Only one study has assessed the impact on teratogenicity of different dosing regimens such as use of divided daily dosing or slow release preparations (to avoid high maternal peak plasma levels). No significant difference in malformation risk was observed compared to once daily dosing. However, until further data are available, use of divided doses or slow release preparations is advised where possible, but women should be made aware that this practice is based only on a possible theoretical benefit and that there is currently no clinical evidence to demonstrate that risk of teratogenicity is reduced.

While most studies which evaluate valproate use in polytherapy show that malformation rates are not elevated above those associated with exposure to valproate in monotherapy, a small number of studies have suggested that risk to the fetus is amplified when valproate is used in conjunction with other AEDs. Not all studies have accounted for differences in valproate dose between mono- and polytherapy cohorts and further research is therefore needed to assess whether or not use in polytherapy increases risks to the fetus independently of dose.

Data relating to miscarriage are limited. There is some evidence that high doses of valproate (>750mg/day) may be associated with an increased risk of miscarriage, and some weak evidence that folate supplementation may offer a protective effect with doses of valproate <1,000mg/day. The currently available data do not provide reliable evidence of an increased risk of low birth weight or premature delivery following exposure to valproate during pregnancy. Data relating to stillbirth are too limited to assess risk and women should be made aware of the lack of information for this outcome.

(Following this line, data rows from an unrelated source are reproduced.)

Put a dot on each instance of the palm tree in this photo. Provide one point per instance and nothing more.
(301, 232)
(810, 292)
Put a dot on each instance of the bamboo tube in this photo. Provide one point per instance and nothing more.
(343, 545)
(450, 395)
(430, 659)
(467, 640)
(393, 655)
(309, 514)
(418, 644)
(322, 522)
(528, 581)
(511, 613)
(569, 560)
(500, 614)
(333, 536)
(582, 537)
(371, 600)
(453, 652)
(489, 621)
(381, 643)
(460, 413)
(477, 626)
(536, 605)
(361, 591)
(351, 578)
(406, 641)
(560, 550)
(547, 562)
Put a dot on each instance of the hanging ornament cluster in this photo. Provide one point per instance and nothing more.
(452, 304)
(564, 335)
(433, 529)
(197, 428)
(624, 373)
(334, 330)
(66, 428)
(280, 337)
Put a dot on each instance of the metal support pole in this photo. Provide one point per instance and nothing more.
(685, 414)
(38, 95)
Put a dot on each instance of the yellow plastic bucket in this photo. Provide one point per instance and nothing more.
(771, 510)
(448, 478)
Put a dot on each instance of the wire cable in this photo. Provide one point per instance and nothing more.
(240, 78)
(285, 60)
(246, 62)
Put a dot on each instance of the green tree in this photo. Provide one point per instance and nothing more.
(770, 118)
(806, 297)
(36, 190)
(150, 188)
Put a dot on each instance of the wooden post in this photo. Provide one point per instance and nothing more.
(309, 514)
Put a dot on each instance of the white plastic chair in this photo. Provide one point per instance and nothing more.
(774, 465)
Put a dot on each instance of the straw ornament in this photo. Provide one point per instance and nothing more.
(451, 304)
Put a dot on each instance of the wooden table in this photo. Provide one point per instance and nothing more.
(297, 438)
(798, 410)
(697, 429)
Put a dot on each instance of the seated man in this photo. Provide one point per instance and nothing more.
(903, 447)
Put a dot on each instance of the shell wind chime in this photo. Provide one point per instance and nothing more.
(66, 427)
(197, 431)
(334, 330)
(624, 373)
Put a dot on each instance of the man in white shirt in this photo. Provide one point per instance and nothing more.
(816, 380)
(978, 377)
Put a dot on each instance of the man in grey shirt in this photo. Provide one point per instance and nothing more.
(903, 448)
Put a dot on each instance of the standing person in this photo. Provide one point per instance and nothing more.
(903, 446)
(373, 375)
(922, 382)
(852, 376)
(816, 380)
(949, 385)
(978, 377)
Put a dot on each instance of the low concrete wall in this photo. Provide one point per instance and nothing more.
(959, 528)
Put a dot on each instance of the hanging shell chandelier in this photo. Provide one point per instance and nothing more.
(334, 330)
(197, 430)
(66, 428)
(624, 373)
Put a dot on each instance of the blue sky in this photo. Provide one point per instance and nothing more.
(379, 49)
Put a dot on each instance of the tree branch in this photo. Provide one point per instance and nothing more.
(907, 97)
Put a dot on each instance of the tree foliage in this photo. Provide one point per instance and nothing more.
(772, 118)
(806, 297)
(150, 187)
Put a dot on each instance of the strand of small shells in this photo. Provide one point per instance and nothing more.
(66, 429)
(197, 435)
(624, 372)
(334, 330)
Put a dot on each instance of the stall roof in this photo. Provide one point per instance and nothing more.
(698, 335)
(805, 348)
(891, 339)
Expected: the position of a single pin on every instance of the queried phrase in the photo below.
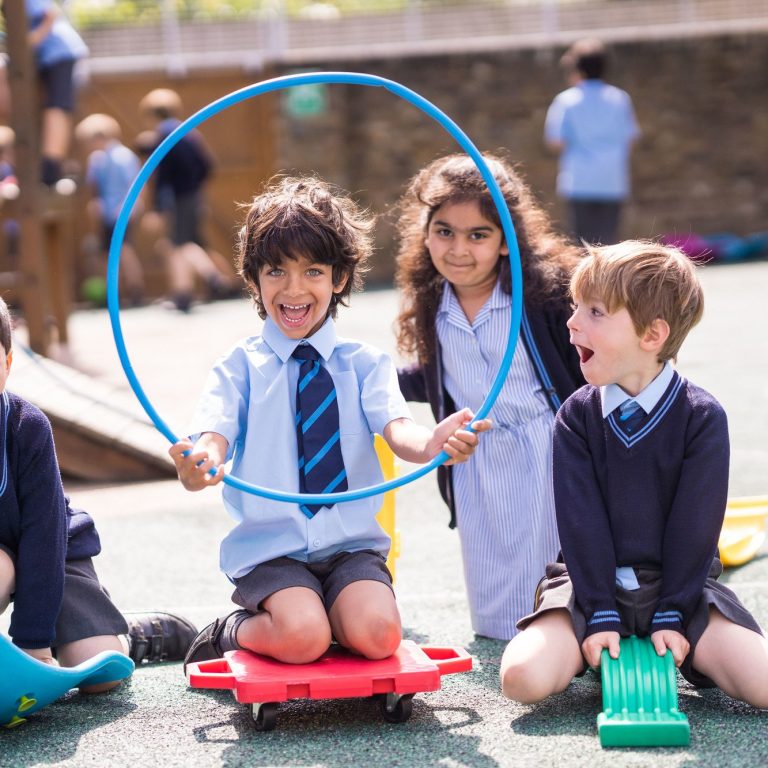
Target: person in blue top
(592, 125)
(57, 48)
(641, 482)
(111, 169)
(61, 612)
(304, 574)
(454, 274)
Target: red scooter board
(262, 681)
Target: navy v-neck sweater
(655, 499)
(36, 523)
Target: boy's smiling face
(297, 294)
(610, 350)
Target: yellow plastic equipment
(744, 529)
(386, 515)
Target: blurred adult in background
(592, 125)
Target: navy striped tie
(630, 415)
(321, 465)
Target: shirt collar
(612, 395)
(449, 302)
(323, 340)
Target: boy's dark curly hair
(547, 258)
(296, 217)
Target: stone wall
(700, 166)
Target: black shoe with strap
(218, 637)
(159, 636)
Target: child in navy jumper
(641, 481)
(46, 548)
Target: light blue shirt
(612, 395)
(62, 43)
(505, 508)
(596, 124)
(112, 171)
(250, 399)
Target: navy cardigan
(37, 527)
(654, 499)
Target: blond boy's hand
(670, 639)
(592, 647)
(193, 465)
(451, 436)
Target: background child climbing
(453, 271)
(641, 481)
(111, 169)
(179, 197)
(305, 573)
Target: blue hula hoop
(277, 84)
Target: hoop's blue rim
(276, 84)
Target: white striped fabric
(504, 499)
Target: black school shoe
(158, 636)
(208, 643)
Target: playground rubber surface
(160, 551)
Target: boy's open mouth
(584, 353)
(294, 314)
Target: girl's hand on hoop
(194, 462)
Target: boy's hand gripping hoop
(276, 84)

Use of any centrally acting drug throughout pregnancy or near delivery may lead to poor neonatal adaptation syndrome (PNAS). There are reports of adverse neonatal symptoms following in utero exposure to valproate, although the absolute risk is unquantified. Withdrawal symptoms are likely to be more severe following exposure to more than one CNS acting drug. Delivery should therefore be planned in a unit with adequate neonatal facilities.

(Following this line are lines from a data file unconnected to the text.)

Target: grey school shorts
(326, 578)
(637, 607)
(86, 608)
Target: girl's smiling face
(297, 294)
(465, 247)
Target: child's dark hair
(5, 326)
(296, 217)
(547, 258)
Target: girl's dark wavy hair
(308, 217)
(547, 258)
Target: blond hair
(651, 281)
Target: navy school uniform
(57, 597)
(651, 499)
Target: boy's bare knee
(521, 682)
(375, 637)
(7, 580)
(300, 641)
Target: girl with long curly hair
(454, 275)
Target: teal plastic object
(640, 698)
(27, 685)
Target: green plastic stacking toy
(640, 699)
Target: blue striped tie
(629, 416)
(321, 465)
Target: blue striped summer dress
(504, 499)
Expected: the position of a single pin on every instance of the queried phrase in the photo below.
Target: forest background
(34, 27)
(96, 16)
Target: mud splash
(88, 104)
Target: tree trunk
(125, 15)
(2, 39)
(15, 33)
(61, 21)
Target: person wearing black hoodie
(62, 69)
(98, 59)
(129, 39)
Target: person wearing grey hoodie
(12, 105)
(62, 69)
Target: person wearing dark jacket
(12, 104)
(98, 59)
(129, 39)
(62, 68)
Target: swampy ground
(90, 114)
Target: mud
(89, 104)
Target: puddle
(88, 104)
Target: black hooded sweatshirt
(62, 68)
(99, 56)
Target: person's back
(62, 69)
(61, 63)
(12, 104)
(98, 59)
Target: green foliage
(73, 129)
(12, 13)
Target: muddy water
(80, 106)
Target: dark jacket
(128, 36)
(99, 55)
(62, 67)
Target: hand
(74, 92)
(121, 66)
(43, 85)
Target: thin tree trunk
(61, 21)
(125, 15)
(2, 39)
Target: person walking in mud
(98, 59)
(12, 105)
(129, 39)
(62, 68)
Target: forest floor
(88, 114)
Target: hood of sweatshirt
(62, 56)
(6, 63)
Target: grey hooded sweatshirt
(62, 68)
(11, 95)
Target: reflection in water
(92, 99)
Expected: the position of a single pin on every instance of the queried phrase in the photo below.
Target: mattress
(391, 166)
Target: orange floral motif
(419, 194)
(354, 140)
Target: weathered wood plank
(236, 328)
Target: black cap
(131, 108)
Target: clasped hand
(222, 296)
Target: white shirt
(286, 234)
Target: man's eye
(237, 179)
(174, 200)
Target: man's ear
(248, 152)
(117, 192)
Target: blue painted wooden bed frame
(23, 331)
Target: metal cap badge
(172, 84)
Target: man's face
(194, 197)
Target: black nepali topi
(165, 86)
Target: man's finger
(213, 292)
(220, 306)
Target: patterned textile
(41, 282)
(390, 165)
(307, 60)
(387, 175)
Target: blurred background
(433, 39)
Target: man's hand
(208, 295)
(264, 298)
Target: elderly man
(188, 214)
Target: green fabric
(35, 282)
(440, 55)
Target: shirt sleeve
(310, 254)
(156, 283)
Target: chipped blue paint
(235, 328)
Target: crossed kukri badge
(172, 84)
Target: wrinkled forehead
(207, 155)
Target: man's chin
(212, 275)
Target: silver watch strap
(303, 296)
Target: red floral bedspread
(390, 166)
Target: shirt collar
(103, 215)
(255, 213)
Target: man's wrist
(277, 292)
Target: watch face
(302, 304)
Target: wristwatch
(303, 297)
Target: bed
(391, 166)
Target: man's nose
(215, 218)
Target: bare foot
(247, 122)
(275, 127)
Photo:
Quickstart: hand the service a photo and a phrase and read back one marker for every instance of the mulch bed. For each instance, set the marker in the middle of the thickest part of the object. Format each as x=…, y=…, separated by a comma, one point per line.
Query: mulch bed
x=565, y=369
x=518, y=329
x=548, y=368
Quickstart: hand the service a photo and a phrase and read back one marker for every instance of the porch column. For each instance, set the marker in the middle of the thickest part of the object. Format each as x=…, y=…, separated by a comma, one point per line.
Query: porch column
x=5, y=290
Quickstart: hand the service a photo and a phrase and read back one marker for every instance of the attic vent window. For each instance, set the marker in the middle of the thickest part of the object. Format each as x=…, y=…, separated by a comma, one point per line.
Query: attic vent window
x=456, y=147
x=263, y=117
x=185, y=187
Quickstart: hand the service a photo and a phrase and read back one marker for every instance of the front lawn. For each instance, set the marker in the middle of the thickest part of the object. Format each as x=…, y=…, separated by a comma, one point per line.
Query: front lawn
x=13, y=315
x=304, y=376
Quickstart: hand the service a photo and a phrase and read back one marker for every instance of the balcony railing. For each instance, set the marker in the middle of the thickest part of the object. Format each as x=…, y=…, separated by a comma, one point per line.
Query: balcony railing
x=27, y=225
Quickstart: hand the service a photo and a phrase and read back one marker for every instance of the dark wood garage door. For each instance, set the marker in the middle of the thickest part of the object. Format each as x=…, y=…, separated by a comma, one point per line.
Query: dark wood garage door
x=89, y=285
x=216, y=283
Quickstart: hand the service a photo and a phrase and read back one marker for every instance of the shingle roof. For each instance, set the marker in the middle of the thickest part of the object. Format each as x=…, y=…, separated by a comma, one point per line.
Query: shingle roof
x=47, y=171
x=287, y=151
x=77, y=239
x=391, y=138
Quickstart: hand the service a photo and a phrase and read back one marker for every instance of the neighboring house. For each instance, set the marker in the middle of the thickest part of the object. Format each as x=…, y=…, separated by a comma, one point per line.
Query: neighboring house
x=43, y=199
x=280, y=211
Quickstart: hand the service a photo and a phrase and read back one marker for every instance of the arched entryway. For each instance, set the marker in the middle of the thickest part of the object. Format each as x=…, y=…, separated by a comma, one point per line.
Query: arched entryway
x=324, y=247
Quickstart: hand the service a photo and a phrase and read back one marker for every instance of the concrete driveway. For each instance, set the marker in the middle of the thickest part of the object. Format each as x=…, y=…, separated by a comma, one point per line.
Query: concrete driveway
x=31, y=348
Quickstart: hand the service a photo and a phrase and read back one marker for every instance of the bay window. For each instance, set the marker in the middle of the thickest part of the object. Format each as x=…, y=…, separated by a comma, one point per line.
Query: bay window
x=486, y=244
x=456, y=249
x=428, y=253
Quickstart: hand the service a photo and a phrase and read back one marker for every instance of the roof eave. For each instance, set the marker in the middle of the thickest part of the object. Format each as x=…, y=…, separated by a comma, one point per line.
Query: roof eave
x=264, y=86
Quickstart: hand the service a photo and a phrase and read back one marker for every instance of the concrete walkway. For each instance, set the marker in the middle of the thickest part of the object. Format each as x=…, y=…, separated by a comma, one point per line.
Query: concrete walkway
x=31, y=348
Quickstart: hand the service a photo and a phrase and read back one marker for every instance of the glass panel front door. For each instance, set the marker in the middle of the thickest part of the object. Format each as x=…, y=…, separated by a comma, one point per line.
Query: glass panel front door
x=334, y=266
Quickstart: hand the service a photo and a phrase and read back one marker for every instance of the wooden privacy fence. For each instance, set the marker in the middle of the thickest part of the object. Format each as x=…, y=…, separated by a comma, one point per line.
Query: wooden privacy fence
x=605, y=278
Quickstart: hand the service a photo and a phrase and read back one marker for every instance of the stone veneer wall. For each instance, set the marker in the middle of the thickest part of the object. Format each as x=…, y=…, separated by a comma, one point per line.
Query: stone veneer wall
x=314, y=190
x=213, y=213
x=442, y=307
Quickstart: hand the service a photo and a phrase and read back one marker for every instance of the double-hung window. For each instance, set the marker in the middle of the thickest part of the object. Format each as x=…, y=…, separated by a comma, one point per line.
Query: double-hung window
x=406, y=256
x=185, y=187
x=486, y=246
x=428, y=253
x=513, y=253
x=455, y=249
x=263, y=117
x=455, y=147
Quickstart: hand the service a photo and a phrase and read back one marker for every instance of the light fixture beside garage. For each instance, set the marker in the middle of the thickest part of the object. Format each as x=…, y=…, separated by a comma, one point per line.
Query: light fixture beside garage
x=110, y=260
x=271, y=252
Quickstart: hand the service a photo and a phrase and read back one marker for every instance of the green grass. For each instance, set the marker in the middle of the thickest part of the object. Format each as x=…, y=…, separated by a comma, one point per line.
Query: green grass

Sodium valproate impairs the production of the active metabolite of folate. It is therefore currently recommended that women who take valproate also take high dose folic acid (5mg daily) prior to conception and throughout the first trimester. Women should, however, be counselled that while folic acid helps to prevent NTD that may affect any pregnancy, there is currently no strong scientific evidence that folate supplementation protects against NTD and other congenital malformations or neurodevelopmental problems specifically caused by valproate.

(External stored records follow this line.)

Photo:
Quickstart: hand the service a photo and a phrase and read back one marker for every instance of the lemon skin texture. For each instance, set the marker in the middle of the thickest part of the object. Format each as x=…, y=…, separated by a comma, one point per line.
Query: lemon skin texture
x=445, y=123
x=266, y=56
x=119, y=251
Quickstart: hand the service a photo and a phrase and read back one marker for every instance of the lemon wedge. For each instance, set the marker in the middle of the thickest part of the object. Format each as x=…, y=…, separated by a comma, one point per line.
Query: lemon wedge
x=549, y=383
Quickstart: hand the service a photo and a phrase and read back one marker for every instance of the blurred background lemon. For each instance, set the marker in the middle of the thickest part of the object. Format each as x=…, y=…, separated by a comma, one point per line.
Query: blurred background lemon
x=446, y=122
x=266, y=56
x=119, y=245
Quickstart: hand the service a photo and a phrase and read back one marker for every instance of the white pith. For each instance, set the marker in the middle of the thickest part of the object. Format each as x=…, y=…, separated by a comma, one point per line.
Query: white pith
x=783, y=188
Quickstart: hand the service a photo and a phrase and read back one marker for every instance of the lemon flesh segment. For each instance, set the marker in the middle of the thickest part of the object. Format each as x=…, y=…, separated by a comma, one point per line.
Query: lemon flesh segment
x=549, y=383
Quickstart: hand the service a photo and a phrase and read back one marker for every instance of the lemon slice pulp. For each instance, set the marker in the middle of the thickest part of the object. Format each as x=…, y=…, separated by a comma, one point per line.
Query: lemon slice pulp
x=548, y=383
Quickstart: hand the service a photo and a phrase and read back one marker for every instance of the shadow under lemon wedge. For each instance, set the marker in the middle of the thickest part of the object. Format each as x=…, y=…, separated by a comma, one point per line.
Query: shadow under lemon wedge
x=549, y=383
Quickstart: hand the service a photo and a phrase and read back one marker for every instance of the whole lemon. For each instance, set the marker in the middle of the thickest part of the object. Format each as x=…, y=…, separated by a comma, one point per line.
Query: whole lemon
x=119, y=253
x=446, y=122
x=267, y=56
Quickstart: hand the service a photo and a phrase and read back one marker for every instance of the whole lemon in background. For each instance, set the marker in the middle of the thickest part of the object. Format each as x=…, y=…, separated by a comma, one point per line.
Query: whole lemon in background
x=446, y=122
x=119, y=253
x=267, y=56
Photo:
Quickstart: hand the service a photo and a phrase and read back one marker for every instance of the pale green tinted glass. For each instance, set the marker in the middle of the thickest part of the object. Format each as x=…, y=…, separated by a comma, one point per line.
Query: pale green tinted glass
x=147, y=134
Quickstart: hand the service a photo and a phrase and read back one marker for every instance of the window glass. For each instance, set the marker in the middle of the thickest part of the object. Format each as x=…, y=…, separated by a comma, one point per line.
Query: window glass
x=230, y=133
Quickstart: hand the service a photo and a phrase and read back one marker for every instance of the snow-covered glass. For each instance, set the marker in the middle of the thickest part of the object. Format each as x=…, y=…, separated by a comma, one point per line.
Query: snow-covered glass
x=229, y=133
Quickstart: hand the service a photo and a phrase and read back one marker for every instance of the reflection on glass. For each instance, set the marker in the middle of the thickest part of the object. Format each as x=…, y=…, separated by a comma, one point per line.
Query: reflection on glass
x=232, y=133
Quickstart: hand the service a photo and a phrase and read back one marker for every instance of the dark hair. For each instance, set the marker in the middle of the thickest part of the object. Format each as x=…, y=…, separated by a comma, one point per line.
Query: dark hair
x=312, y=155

Regular clinical review is indicated for pregnant women who continue treatment with valproate as plasma concentrations may change during gestation and doses may therefore need to be adjusted to maintain therapeutic levels.

Women exposed to valproate during early pregnancy should be offered detailed anomaly scans. Patients should also be counselled about the increased risk of adverse neurodevelopmental outcomes and the fact that these will not be detected by ultrasound examination. Other risk factors may also be present in individual cases which may independently increase the risk of adverse pregnancy outcome. Clinicians are reminded of the importance of consideration of such factors when performing case-specific risk assessments.